Ataques a Karol Conka são equivocados, mas têm justificativa histórica
Cantora foi criticada nas redes sociais por foto ao lado do namorado branco
O quadro “A Redenção de Cam” foi pintado por Modesto Brocos (1852-1936), um artista espanhol radicado no Brasil, em 1895, sete anos depois da abolição da escravatura. Hoje integrante do acervo do Museu Nacional de Belas Artes, no Rio de Janeiro, a tela mostra uma senhora negra agradecendo aos céus pelo netinho branco, que aparece no colo de sua filha mestiça.
Essa imagem chocante para os dias atuais arrancou elogios à época, e serviu de ilustração para a Teoria do Branqueamento. Apresentada pelo antropólogo João Baptista de Lacerda em 1911, a tese defendia o embranquecimento gradual da sociedade brasileira, através de casamentos inter-raciais. O objetivo declarado era eliminar a raça negra, tida como inferior à branca.
Não é preciso conhecer nada disso para saber que, mais de um século depois, essa ideia sobrevive no Brasil, um país que disfarça seu racismo atrás de um véu de cordialidade. Expressões terríveis como “preto de alma branca” foram banidas do vocabulário corrente, mas, volta e meia, teimam em reaparecer.
A Teoria do Branqueamento não fincou pé nos Estados Unidos, porque a miscigenação racial sempre foi menor por lá do que no Brasil. Ao invés dos casamentos inter-raciais, os racistas norte-americanos defendem até hoje que os negros sejam deportados para a África ou mesmo eliminados fisicamente.

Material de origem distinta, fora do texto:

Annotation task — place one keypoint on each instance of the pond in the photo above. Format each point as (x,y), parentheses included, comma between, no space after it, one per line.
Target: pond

Mas esses casamentos ficaram mais comuns nos EUA nas duas últimas décadas. Talvez por isso mesmo, radicais do movimento negro norte-americano passaram a criticar violentamente qualquer negro que se relacione com alguém de outra raça.
A tendência foi encampada por alguns ativistas brasileiros e surgiu por aqui o termo “palmiteiro”, de teor pejorativo. Foi disso que xingaram Karol Conka, que postou em seu perfil no Instagram uma foto ao lado do namorado, o guitarrista Thiago Barromeo.
Karol é negra e Thiago é branco. Isto bastou para alguns internautas se acharem no direito de interferir na vida pessoal da cantora. Como ativista negra, ela não teria o “direito” de trair a causa com esse namoro.
No programa “Encontro com Fátima Bernardes” (Globo) desta quinta (14), Karol se defendeu das acusações. "Eu entendo a frustração de muitas pessoas que foram ali comentar, mas eu acho que elas também precisam entender que essa é uma foto que mostra uma história de amor”, disse a cantora. “Não é uma foto que mostrando um fetiche sexual. Não é um branco ficando com uma negra porque ela é boa de cama ou gostosona.”
Karol ainda declara que, no seu entender, o ativismo negro não pode pregar a segregação entre as raças. Até porque ele seria impossível: negros e brancos estão convivendo cada vez mais em todas as esferas, e namoros e casamentos são simplesmente inevitáveis.
É um erro criticar qualquer pessoa por suas escolhas românticas e preferências sexuais. Mas a reação negativa a Karol Conka tem raízes históricas profundas, que geraram uma gigantesca injustiça social.
Como reza o clichê, estamos todos no mesmo barco, gostemos ou não. É importante conhecer o passado, para não reproduzi-lo no presente. E construir um futuro onde conceitos como “raça” e “cor” não queiram dizer mais nada.